Both ensure cleanup happens. The difference is that defer is more flexible. You can defer multiple things, and they execute in LIFO order — last deferred runs first:

func multiCleanup() {
    defer fmt.Println("third — runs first")
    defer fmt.Println("second — runs second") 
    defer fmt.Println("first — runs last")
    // Output order: first, second, third — reversed
}

This LIFO behavior is deliberate. If you acquire resources A, then B, then C, you want to release them in reverse order (C, B, A). defer handles this automatically.

In web services, defer is commonly used like this:

func (h *Handler) CreateOrder(w http.ResponseWriter, r *http.Request) {
    // Start a database transaction
    tx, err := h.db.Begin()
    if err != nil {
        http.Error(w, "database error", http.StatusInternalServerError)
        return
    }
    // Defer rollback — if we return early due to error, this cleans up
    // If we commit successfully, the rollback is a no-op
    defer tx.Rollback()

    // ... do work, potentially returning early on error ...

    if err := tx.Commit(); err != nil {
        http.Error(w, "commit failed", http.StatusInternalServerError)
        return
    }
    
    w.WriteHeader(http.StatusCreated)
}

One important caveat: deferred functions capture variables by reference. This can produce surprising results if you're not careful. The Go by Example guide on defer covers these edge cases and is worth bookmarking.

Putting It Together: A Realistic Example

Here's a mini service function that combines pointers, error handling, and defer in a realistic way — something you'd actually write when building the REST API we're heading toward:

type UserService struct {
    db *sql.DB
}

func (s *UserService) UpdateEmail(userID int, newEmail string) error {
    // Validate — using a sentinel error pattern
    if newEmail == "" {
        return errors.New("email cannot be empty")
    }

    tx, err := s.db.Begin()
    if err != nil {
        return fmt.Errorf("UpdateEmail: begin transaction: %w", err)
    }
    defer tx.Rollback() // cleanup on any early return

    // Query returns a pointer — could be nil if not found
    var user User
    err = tx.QueryRow("SELECT id, email FROM users WHERE id = $1", userID).
        Scan(&user.ID, &user.Email)
    if errors.Is(err, sql.ErrNoRows) {
        return fmt.Errorf("UpdateEmail: %w", store.ErrNotFound)
    }
    if err != nil {
        return fmt.Errorf("UpdateEmail: query user: %w", err)
    }

    _, err = tx.Exec("UPDATE users SET email = $1 WHERE id = $2", newEmail, userID)
    if err != nil {
        return fmt.Errorf("UpdateEmail: exec update: %w", err)
    }

    if err := tx.Commit(); err != nil {
        return fmt.Errorf("UpdateEmail: commit: %w", err)
    }

    return nil
}

Read through this. Every error is explicitly handled. Every potential failure point is visible. Cleanup is guaranteed by defer. The function signature tells you exactly what can go wrong — it returns an error. No hidden control flow, no exception hierarchy to memorize. This is Go's philosophy about error handling in practice: verbose by design, nothing hiding.

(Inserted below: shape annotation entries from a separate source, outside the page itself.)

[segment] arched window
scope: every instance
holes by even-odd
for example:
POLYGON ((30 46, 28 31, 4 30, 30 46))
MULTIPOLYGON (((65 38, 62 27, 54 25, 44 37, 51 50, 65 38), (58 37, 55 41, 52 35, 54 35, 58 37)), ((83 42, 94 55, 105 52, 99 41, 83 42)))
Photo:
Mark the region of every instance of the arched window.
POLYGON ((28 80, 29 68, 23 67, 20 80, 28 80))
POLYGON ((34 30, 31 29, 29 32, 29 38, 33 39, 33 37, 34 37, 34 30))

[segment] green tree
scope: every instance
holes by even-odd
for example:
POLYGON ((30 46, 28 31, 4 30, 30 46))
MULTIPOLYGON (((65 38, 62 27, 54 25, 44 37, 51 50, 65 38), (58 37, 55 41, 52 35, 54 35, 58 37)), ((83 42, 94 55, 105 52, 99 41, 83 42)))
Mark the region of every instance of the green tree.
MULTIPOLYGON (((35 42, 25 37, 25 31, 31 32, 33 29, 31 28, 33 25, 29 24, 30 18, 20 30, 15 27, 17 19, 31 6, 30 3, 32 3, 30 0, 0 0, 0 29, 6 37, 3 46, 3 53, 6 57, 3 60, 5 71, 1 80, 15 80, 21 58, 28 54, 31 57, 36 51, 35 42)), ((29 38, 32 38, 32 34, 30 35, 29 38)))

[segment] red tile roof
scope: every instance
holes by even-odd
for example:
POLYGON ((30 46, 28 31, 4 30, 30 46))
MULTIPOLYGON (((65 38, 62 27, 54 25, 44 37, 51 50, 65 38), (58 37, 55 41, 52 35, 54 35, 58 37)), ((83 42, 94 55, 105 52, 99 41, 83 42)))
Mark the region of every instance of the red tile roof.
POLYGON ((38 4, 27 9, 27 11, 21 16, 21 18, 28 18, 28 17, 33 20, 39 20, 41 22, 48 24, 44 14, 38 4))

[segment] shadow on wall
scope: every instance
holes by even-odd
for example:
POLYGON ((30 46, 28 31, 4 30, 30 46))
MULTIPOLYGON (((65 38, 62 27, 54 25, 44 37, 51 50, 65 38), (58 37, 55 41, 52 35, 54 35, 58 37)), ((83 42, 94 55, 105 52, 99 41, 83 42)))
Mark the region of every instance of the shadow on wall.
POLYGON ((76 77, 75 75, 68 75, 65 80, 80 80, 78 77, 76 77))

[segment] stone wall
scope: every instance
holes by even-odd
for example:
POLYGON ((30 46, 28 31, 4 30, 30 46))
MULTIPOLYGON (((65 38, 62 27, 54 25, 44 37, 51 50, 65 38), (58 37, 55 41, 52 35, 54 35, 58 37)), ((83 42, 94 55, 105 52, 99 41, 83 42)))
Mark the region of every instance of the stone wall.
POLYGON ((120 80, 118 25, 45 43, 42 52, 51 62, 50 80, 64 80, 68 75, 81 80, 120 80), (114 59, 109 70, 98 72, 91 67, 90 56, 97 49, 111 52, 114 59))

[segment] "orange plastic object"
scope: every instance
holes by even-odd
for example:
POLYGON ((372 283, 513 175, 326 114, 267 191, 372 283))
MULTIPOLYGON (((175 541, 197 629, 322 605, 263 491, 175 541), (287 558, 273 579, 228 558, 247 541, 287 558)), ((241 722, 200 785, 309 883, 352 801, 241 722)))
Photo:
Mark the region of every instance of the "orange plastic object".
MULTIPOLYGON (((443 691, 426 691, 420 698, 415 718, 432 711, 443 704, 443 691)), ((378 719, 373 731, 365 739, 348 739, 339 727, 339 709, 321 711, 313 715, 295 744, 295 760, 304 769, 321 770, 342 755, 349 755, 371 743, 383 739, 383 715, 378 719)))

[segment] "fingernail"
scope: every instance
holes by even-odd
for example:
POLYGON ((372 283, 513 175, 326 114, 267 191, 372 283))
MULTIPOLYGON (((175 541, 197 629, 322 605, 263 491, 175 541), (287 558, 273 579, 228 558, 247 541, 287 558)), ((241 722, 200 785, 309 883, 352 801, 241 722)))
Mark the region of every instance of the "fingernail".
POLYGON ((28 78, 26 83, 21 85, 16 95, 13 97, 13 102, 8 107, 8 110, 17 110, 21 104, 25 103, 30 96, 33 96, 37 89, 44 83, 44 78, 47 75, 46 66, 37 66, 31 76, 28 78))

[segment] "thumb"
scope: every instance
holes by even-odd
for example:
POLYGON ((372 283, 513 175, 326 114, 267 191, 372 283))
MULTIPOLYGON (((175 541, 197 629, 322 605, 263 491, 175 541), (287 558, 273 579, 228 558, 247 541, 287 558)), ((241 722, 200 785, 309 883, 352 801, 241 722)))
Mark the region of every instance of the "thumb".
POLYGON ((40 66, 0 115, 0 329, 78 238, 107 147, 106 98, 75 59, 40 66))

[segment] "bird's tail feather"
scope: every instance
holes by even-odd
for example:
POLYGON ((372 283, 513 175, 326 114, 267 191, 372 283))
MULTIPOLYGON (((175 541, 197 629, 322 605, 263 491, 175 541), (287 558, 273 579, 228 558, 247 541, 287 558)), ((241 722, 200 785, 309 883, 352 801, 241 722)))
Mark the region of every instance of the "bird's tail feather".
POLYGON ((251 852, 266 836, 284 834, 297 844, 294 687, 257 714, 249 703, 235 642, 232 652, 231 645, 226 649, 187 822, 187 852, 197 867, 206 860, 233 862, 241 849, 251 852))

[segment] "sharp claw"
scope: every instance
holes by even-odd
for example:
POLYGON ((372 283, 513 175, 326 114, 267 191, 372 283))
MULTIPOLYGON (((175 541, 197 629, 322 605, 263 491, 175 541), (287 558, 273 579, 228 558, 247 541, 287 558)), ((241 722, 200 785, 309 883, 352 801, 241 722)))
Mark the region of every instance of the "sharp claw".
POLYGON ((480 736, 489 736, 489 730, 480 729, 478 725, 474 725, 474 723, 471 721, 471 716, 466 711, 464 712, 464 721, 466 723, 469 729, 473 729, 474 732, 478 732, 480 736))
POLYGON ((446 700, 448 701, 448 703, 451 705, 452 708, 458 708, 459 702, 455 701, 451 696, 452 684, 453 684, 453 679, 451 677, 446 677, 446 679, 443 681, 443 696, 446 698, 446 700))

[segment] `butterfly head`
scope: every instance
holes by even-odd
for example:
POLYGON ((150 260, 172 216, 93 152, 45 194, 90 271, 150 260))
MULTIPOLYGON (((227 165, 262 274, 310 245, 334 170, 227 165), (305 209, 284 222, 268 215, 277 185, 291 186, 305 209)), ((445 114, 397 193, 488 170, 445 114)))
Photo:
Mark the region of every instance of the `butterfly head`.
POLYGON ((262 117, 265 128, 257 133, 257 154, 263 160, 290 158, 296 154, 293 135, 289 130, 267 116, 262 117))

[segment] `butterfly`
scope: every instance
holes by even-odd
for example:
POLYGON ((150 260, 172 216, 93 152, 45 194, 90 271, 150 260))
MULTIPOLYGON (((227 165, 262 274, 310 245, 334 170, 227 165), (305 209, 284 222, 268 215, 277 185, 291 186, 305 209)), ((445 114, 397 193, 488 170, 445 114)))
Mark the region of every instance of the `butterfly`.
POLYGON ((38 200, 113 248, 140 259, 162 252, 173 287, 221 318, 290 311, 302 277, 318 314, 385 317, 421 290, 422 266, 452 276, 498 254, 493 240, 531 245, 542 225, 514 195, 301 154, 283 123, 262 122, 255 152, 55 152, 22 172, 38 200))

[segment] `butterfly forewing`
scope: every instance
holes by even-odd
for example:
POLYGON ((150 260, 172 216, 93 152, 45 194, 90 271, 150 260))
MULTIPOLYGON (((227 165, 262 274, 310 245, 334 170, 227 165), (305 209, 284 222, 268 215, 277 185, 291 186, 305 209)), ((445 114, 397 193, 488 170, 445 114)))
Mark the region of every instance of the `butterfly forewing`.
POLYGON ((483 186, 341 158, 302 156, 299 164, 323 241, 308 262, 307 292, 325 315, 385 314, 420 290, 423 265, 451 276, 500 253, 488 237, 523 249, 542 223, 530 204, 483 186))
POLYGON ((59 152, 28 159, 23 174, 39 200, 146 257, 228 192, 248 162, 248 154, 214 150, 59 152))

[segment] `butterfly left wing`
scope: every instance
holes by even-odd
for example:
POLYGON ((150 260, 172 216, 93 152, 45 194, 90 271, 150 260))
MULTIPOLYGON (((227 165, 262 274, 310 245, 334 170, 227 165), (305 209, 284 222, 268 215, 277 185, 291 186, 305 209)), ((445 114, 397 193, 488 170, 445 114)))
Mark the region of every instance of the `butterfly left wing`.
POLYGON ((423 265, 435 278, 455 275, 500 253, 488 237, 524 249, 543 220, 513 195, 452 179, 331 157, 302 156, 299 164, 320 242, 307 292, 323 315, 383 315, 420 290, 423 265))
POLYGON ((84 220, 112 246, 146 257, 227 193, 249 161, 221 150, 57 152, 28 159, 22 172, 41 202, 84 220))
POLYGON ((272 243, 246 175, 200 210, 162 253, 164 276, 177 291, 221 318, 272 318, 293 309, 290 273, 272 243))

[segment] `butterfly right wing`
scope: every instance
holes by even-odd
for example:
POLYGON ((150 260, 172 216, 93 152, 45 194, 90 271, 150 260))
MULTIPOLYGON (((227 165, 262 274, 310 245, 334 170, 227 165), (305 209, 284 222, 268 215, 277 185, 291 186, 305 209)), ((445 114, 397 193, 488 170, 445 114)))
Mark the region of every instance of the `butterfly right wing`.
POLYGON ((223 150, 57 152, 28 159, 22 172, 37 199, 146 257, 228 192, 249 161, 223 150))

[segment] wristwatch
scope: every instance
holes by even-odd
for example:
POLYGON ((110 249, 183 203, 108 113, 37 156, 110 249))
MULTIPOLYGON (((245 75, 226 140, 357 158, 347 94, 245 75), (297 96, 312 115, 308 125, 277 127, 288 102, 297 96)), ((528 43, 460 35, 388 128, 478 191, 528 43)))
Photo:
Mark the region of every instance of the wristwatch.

What You Give Up and What You Get

Coming from Python, you do lose something. The verbosity of if err != nil is real. You can't write a function five lines long without dealing with error handling if anything in it can fail. There's no implicit exception propagation — if you forget to check an error, nothing happens, which can lead to silent failures if you're not careful. The freecodecamp Go handbook covers the mechanics, but the real shift is philosophical.

What you gain is equally real: every function's failure modes are explicit in its signature, errors can't accidentally propagate three layers up past a blanket catch Exception block, and reading any function's code tells you exactly where things can fail. In a large codebase with a team, this matters enormously. In a web service where you're debugging a 2am incident, you really want this clarity.

The thesis of this course is that Go's trade-offs are intentional — you trade flexibility for predictability. Pointers and error handling are where that trade-off feels most visceral. The verbosity isn't a bug; it's the language insisting that you stay explicit. Once that clicks, most Python developers find they actually appreciate it — at least for the kind of reliable, high-throughput web services Go is built for.